There seems to be a trend where when a new classification of consumer electronic device is released, there are calls for the item to be the ‘everything’ device. Software and hacks are done to pull as much functionality into the device, regardless if the device is the best choice for the operation. Today, it’s the tablet, and perhaps it could be the ‘everything’ device. Before that, it was the cellphone and some people haven’t begun to give up hope that the smart phone is the pinion of our lives. My thoughts are that this sort of thing happens all the time, right now the pendulum is swinging toward the tablet as the The Device You Need, Ever but I am sure that it will swing back again and open up a diaspora of new electronic gadgets.
To put a little more fuel on the fire, we have to think that there are a lot of innovative people out there that will think of challengers to the tablet and nearly just as many manufacturers who’d like to get a little taste of the action. Finally, there are plenty of people who just can’t or won’t buy a tablet but would still like a sampling of the functionality. When we think of these sorts of products we think of the paltry knock-offs that only appear as shadows of the originals and only seem to wash ashore in less than glamorous stores, but there are also a lot interesting products that breed a bit of contrarian excitement. I think now it’s interesting to start thinking of what these secondary products are going to be who co-exist in the new tablet-driven world.
This little device from Sony Ericsson seems to point in a possible direction. Granted, it’s designed to be used with cellphones, although it could probably be easily re-tasked for tablets. Its initial task for which it was designed seems a bit suspect but for what Engadget bills as “very much like a desktop widget” seems quite intriguing. I think the trick is to look past it’s primary function and to envision alternate, perhaps more interesting and useful functions.

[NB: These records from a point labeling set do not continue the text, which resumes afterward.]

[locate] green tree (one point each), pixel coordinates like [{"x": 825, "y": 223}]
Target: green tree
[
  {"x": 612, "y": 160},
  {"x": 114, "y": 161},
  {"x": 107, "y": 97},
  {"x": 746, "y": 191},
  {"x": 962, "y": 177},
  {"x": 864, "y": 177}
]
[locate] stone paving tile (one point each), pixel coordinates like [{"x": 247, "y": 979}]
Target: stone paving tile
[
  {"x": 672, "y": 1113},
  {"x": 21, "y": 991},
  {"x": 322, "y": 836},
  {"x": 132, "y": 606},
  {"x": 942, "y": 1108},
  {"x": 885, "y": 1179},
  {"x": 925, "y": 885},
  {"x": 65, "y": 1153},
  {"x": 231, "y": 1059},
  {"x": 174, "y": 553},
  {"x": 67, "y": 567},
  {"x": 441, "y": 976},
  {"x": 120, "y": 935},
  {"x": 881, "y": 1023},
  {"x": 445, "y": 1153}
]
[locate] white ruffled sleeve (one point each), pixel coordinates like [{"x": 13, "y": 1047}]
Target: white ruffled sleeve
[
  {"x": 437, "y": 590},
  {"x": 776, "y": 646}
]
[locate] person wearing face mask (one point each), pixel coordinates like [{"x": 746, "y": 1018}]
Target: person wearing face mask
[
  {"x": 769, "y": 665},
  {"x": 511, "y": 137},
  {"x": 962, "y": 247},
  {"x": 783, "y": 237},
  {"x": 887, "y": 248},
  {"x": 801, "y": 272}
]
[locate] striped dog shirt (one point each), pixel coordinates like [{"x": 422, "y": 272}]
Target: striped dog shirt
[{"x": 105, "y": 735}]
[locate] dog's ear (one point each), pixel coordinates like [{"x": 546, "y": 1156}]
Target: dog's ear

The crux of the thought is that there will be times when you wouldn’t want to drag around all of the functionality or dimension of the devices just to have one bit of it, yet still maintain a connected gadget world. With the full pockets of todays world and the large phones at odds with small clutches, these devices may become quite valuable. I see these helper devices making one aspect more convenient, like this Bluetooth wristband that vibrates when a call is incoming. If you could remotely talk to your phone or tablet, what could you do? Maybe a more interesting question is what would you do if you had a collection of real-life desktop widgets? Perhaps you could spread them out to use only for specific functions?